To test whether the FRS could help stratify coronary risk in stroke patients, Dr. Towfighi and her associates analyzed data collected from 3,509 patients who had a recent ischemic stroke and who participated in the Vitamin Intervention for Stroke Prevention trial during 1996-2003 (JAMA 2004;291:565-75). The analysis primarily focused on the 2,547 patients from this group who did not have documented coronary heart disease at the time of their enrollment.

Calculation of the FRS for these patients identified 933 (37%) with a score of 20% or greater, and 1,614 (63%) with a score of less than 20%.

The researchers then tallied the rates of myocardial infarction, vascular death, or stroke in these two subgroups during 2 years of follow-up, and compared the rates between the two FRS groups in a multivariate analysis that controlled for baseline differences in age, race, prior stroke, body mass index, heart failure, carotid endarterectomy, stroke severity, alcohol use, low-density lipoprotein cholesterol, triglyceride levels, mean systolic blood pressure while in the study, antidyslipidemia drug treatment, antithrombotic drug treatment.

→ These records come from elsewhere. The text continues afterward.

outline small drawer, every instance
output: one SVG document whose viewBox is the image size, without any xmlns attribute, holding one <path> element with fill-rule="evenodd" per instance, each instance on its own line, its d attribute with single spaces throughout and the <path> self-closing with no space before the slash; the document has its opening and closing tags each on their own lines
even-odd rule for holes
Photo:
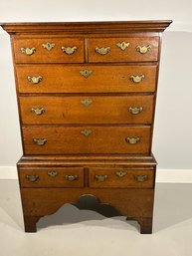
<svg viewBox="0 0 192 256">
<path fill-rule="evenodd" d="M 24 125 L 151 124 L 153 98 L 153 96 L 20 97 L 19 103 Z"/>
<path fill-rule="evenodd" d="M 159 37 L 89 39 L 89 62 L 153 62 Z"/>
<path fill-rule="evenodd" d="M 17 65 L 19 93 L 154 92 L 157 66 Z"/>
<path fill-rule="evenodd" d="M 152 188 L 153 183 L 153 169 L 115 167 L 91 167 L 89 169 L 90 187 Z"/>
<path fill-rule="evenodd" d="M 16 63 L 84 63 L 84 39 L 15 39 L 13 45 Z"/>
<path fill-rule="evenodd" d="M 149 126 L 26 126 L 22 131 L 25 154 L 150 152 Z"/>
<path fill-rule="evenodd" d="M 19 168 L 21 187 L 84 187 L 83 167 Z"/>
</svg>

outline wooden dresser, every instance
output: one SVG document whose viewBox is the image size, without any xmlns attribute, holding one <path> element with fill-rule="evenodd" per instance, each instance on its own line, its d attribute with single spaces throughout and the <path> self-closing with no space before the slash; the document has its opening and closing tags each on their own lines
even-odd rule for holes
<svg viewBox="0 0 192 256">
<path fill-rule="evenodd" d="M 26 232 L 92 194 L 151 233 L 153 121 L 170 23 L 1 24 L 12 42 Z"/>
</svg>

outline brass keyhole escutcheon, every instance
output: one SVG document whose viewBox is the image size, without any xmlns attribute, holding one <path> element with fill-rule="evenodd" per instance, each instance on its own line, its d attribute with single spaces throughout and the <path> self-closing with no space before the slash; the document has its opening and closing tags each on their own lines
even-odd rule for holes
<svg viewBox="0 0 192 256">
<path fill-rule="evenodd" d="M 41 76 L 37 76 L 37 77 L 36 76 L 34 76 L 34 77 L 28 76 L 27 79 L 32 84 L 39 84 L 43 80 L 43 77 L 41 77 Z"/>
<path fill-rule="evenodd" d="M 27 56 L 31 56 L 32 54 L 35 54 L 36 49 L 34 47 L 33 48 L 29 48 L 29 47 L 24 48 L 24 47 L 22 47 L 21 48 L 21 52 L 22 52 L 22 54 L 25 54 Z"/>
<path fill-rule="evenodd" d="M 43 48 L 48 50 L 48 51 L 51 51 L 54 47 L 55 47 L 55 44 L 53 43 L 46 43 L 46 44 L 42 44 Z"/>
<path fill-rule="evenodd" d="M 101 47 L 101 48 L 98 48 L 98 47 L 96 47 L 96 52 L 97 54 L 100 54 L 100 55 L 106 55 L 110 52 L 110 47 Z"/>
<path fill-rule="evenodd" d="M 45 113 L 45 109 L 42 107 L 42 108 L 32 108 L 31 109 L 31 112 L 33 113 L 33 114 L 35 114 L 36 116 L 41 116 L 41 115 L 43 115 L 44 113 Z"/>
<path fill-rule="evenodd" d="M 121 42 L 117 43 L 116 46 L 119 47 L 122 51 L 124 51 L 127 47 L 129 47 L 129 42 Z"/>
<path fill-rule="evenodd" d="M 32 175 L 26 175 L 26 178 L 31 181 L 31 182 L 35 182 L 38 180 L 39 178 L 39 175 L 36 175 L 36 174 L 32 174 Z"/>
<path fill-rule="evenodd" d="M 127 174 L 127 172 L 121 170 L 121 171 L 116 171 L 115 174 L 118 177 L 124 177 Z"/>
<path fill-rule="evenodd" d="M 93 71 L 92 70 L 81 70 L 80 71 L 80 74 L 83 76 L 83 77 L 85 77 L 86 79 L 88 78 L 88 77 L 90 77 L 90 75 L 93 73 Z"/>
<path fill-rule="evenodd" d="M 68 55 L 72 55 L 72 54 L 76 53 L 77 49 L 78 49 L 77 46 L 73 46 L 73 47 L 71 47 L 71 46 L 63 46 L 62 47 L 62 51 L 64 53 L 68 54 Z"/>
<path fill-rule="evenodd" d="M 148 178 L 148 175 L 134 175 L 134 178 L 138 181 L 138 182 L 143 182 Z"/>
<path fill-rule="evenodd" d="M 95 178 L 97 180 L 97 181 L 105 181 L 107 179 L 107 175 L 95 175 Z"/>
<path fill-rule="evenodd" d="M 144 75 L 131 75 L 130 76 L 130 80 L 135 83 L 135 84 L 139 84 L 140 82 L 142 82 L 144 80 Z"/>
<path fill-rule="evenodd" d="M 126 142 L 127 143 L 129 143 L 129 144 L 136 144 L 137 142 L 139 142 L 140 141 L 140 137 L 139 136 L 136 136 L 136 137 L 129 137 L 129 136 L 127 136 L 126 138 L 125 138 L 125 140 L 126 140 Z"/>
<path fill-rule="evenodd" d="M 44 145 L 47 142 L 46 138 L 33 138 L 34 143 L 37 145 Z"/>
<path fill-rule="evenodd" d="M 66 175 L 65 178 L 69 181 L 74 181 L 78 179 L 78 175 Z"/>
<path fill-rule="evenodd" d="M 48 171 L 48 175 L 50 177 L 56 177 L 58 175 L 58 171 L 55 171 L 55 170 L 49 170 Z"/>
<path fill-rule="evenodd" d="M 130 107 L 128 108 L 128 111 L 132 115 L 138 115 L 143 111 L 142 107 Z"/>
</svg>

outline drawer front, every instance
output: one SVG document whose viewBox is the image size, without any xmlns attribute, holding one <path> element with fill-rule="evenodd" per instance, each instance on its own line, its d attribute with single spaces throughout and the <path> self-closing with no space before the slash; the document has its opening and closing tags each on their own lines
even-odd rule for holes
<svg viewBox="0 0 192 256">
<path fill-rule="evenodd" d="M 13 44 L 16 63 L 84 63 L 83 39 L 15 39 Z"/>
<path fill-rule="evenodd" d="M 17 66 L 20 93 L 154 92 L 157 66 Z"/>
<path fill-rule="evenodd" d="M 20 97 L 22 123 L 151 124 L 153 96 Z"/>
<path fill-rule="evenodd" d="M 125 169 L 114 167 L 91 167 L 89 169 L 90 187 L 152 188 L 153 183 L 153 169 Z"/>
<path fill-rule="evenodd" d="M 150 127 L 24 127 L 25 154 L 150 152 Z"/>
<path fill-rule="evenodd" d="M 89 62 L 151 62 L 158 60 L 158 37 L 93 38 Z"/>
<path fill-rule="evenodd" d="M 22 187 L 84 187 L 83 167 L 22 168 Z"/>
</svg>

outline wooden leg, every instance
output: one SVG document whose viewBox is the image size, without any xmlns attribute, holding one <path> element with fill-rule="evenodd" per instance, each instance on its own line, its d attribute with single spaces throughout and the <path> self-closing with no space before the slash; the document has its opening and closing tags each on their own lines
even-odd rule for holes
<svg viewBox="0 0 192 256">
<path fill-rule="evenodd" d="M 137 221 L 140 224 L 141 234 L 152 233 L 152 218 L 138 218 Z"/>
<path fill-rule="evenodd" d="M 24 215 L 24 225 L 25 232 L 37 232 L 36 223 L 41 218 L 41 216 L 25 216 Z"/>
</svg>

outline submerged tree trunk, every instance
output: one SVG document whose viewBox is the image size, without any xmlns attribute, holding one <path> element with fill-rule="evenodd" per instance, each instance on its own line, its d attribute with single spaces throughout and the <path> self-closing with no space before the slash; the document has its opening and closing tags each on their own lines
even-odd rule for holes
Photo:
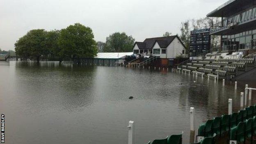
<svg viewBox="0 0 256 144">
<path fill-rule="evenodd" d="M 37 57 L 37 61 L 38 63 L 39 63 L 39 60 L 40 60 L 40 57 L 39 56 Z"/>
<path fill-rule="evenodd" d="M 59 64 L 61 64 L 62 62 L 62 59 L 60 58 L 59 59 Z"/>
</svg>

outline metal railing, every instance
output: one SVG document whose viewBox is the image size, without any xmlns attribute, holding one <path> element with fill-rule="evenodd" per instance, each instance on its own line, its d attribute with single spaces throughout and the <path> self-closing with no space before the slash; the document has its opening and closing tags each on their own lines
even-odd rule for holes
<svg viewBox="0 0 256 144">
<path fill-rule="evenodd" d="M 226 18 L 220 22 L 214 25 L 210 29 L 210 33 L 232 27 L 239 23 L 256 18 L 256 7 L 251 8 Z"/>
<path fill-rule="evenodd" d="M 206 54 L 210 53 L 210 50 L 208 50 L 207 51 L 206 51 L 203 53 L 201 53 L 197 55 L 196 55 L 196 56 L 195 56 L 195 57 L 199 57 L 200 56 L 205 56 L 205 55 L 206 55 Z M 192 59 L 188 59 L 186 61 L 185 61 L 183 62 L 182 62 L 181 63 L 179 63 L 177 65 L 177 67 L 178 67 L 180 68 L 181 68 L 181 66 L 183 65 L 185 65 L 187 64 L 187 63 L 188 63 L 188 62 L 192 61 Z M 194 59 L 194 60 L 197 60 L 197 59 Z"/>
<path fill-rule="evenodd" d="M 139 63 L 139 66 L 144 66 L 144 64 L 146 64 L 148 62 L 149 62 L 149 64 L 150 64 L 150 62 L 151 62 L 151 61 L 154 61 L 154 60 L 155 59 L 157 59 L 157 57 L 155 56 L 152 56 L 151 57 L 149 57 L 148 59 L 146 59 L 146 60 L 141 62 L 141 63 Z"/>
<path fill-rule="evenodd" d="M 242 59 L 245 59 L 245 58 L 249 58 L 249 57 L 250 57 L 253 56 L 254 55 L 256 55 L 256 52 L 255 52 L 254 53 L 253 53 L 251 54 L 250 55 L 247 55 L 247 56 L 245 56 L 245 57 L 241 57 L 240 59 L 236 59 L 234 61 L 233 61 L 233 62 L 232 62 L 230 64 L 228 64 L 227 65 L 226 65 L 225 66 L 223 66 L 222 67 L 221 67 L 220 68 L 219 68 L 218 69 L 215 70 L 215 71 L 219 71 L 219 70 L 224 71 L 224 69 L 225 67 L 225 66 L 231 66 L 233 64 L 233 63 L 234 63 L 234 62 L 239 62 Z M 254 66 L 256 66 L 256 62 L 255 61 L 255 60 L 254 59 Z M 247 66 L 247 64 L 245 63 L 245 71 L 246 71 Z M 236 75 L 237 75 L 237 73 L 238 73 L 238 68 L 237 68 L 237 67 L 236 68 L 235 71 L 236 71 L 236 72 L 235 72 Z M 226 76 L 227 76 L 227 75 L 226 75 Z"/>
<path fill-rule="evenodd" d="M 140 58 L 141 57 L 139 57 L 139 58 Z M 139 59 L 138 58 L 138 59 Z M 149 64 L 150 63 L 150 62 L 151 61 L 154 61 L 155 59 L 157 59 L 157 57 L 155 56 L 152 56 L 152 57 L 150 57 L 148 59 L 147 59 L 146 60 L 139 62 L 139 63 L 132 63 L 132 62 L 129 62 L 128 63 L 128 65 L 130 65 L 130 66 L 133 66 L 134 67 L 140 67 L 140 66 L 144 66 L 144 64 L 146 64 L 148 63 L 149 63 Z M 135 61 L 136 59 L 135 59 Z"/>
</svg>

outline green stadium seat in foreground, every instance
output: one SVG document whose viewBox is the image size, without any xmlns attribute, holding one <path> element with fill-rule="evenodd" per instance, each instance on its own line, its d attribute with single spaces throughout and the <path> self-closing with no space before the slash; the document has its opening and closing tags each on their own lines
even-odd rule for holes
<svg viewBox="0 0 256 144">
<path fill-rule="evenodd" d="M 166 138 L 161 139 L 155 139 L 153 141 L 151 144 L 167 144 L 167 139 L 168 136 Z"/>
<path fill-rule="evenodd" d="M 224 114 L 222 116 L 221 133 L 228 131 L 229 130 L 229 120 L 230 115 Z"/>
<path fill-rule="evenodd" d="M 238 143 L 242 143 L 245 140 L 246 123 L 240 122 L 237 126 L 232 128 L 230 131 L 230 140 L 236 140 Z"/>
<path fill-rule="evenodd" d="M 256 105 L 254 105 L 253 107 L 254 107 L 254 115 L 256 116 Z"/>
<path fill-rule="evenodd" d="M 209 137 L 213 135 L 213 120 L 209 120 L 206 121 L 205 125 L 204 137 Z"/>
<path fill-rule="evenodd" d="M 182 144 L 183 131 L 180 135 L 173 135 L 168 137 L 167 140 L 168 144 Z"/>
<path fill-rule="evenodd" d="M 201 141 L 200 141 L 196 143 L 190 143 L 189 144 L 201 144 Z"/>
<path fill-rule="evenodd" d="M 252 119 L 252 135 L 256 135 L 256 117 L 254 117 Z"/>
<path fill-rule="evenodd" d="M 213 119 L 213 133 L 215 133 L 216 135 L 219 135 L 220 134 L 221 121 L 221 117 L 216 117 Z"/>
<path fill-rule="evenodd" d="M 246 121 L 245 125 L 245 135 L 246 137 L 252 138 L 251 128 L 252 128 L 252 119 L 249 119 Z"/>
<path fill-rule="evenodd" d="M 216 134 L 214 133 L 213 135 L 211 137 L 206 137 L 202 140 L 201 144 L 214 144 L 215 143 L 215 140 L 214 138 L 216 136 Z"/>
<path fill-rule="evenodd" d="M 233 128 L 237 125 L 237 119 L 238 113 L 233 113 L 230 116 L 230 128 Z"/>
</svg>

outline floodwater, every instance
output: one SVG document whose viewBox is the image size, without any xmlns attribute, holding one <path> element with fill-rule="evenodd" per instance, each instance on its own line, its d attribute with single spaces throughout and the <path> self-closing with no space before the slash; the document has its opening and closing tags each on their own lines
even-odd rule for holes
<svg viewBox="0 0 256 144">
<path fill-rule="evenodd" d="M 190 108 L 197 134 L 200 123 L 227 113 L 229 98 L 240 109 L 245 85 L 235 91 L 229 81 L 187 74 L 45 62 L 0 62 L 0 80 L 5 142 L 21 144 L 126 144 L 130 120 L 136 144 L 182 131 L 188 143 Z"/>
</svg>

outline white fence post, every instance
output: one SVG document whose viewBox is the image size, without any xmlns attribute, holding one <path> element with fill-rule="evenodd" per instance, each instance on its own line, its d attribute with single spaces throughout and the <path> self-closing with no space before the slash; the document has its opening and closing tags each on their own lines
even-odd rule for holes
<svg viewBox="0 0 256 144">
<path fill-rule="evenodd" d="M 134 122 L 130 121 L 128 125 L 128 144 L 134 144 Z"/>
<path fill-rule="evenodd" d="M 216 77 L 214 77 L 214 83 L 216 83 Z"/>
<path fill-rule="evenodd" d="M 193 107 L 190 107 L 190 130 L 194 131 L 194 109 Z"/>
<path fill-rule="evenodd" d="M 232 114 L 232 100 L 229 99 L 229 114 Z"/>
<path fill-rule="evenodd" d="M 248 88 L 248 85 L 245 85 L 245 88 Z M 247 105 L 247 99 L 248 98 L 248 89 L 245 90 L 245 106 Z"/>
<path fill-rule="evenodd" d="M 251 104 L 251 89 L 249 89 L 249 98 L 248 105 L 249 106 Z"/>
<path fill-rule="evenodd" d="M 240 95 L 240 107 L 241 107 L 241 110 L 242 110 L 244 108 L 244 93 L 241 92 Z"/>
</svg>

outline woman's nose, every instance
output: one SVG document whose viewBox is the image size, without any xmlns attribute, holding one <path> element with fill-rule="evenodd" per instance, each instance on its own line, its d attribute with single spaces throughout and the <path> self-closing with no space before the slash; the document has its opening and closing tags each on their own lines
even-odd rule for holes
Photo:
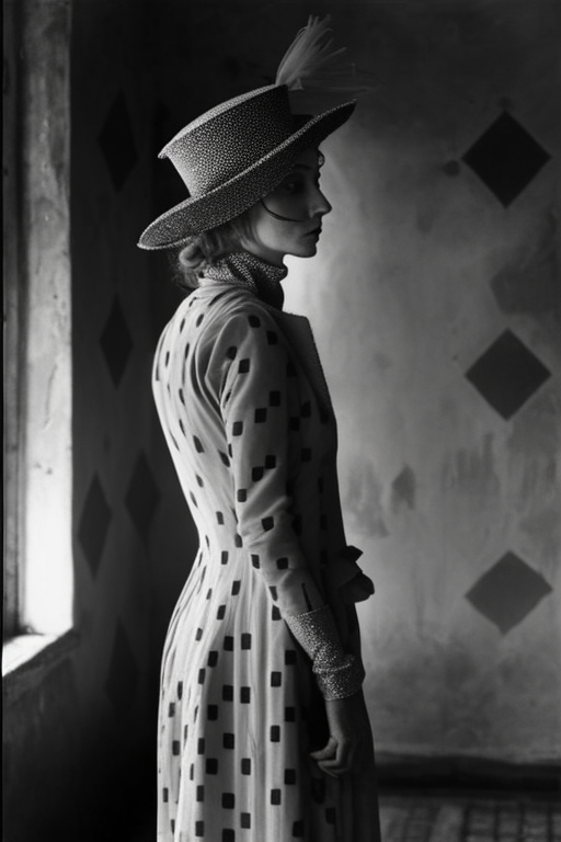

In this analysis, patients with an FRS of 20% or greater at baseline had a 2.8-fold increased risk for a myocardial infarction during 2 years of follow-up compared with patients with a lower FRS. The risk of vascular death during follow-up was 80% higher in the high-FRS subgroup than in patients with a lower score. However, a higher FRS had no link with an increased risk for a subsequent stroke.

In addition, the FRS components most strongly linked to subsequent myocardial infarction risk were smoking, which raised the risk by 70%, and diabetes, which doubled the risk.

These findings are not conclusive because they came from a retrospective analysis and may have been influenced by unmeasured confounding. Ideally, the findings need confirmation in a prospective study, Dr. Towfighi said.

Despite this limitation, Dr. Towfighi noted that she and her associates at Rancho Los Amigos now calculate an FRS for their stroke patients "because we feel it’s useful," she said at the meeting, which was sponsored by the American Heart Association.

Dr. Towfighi said that she had no disclosures.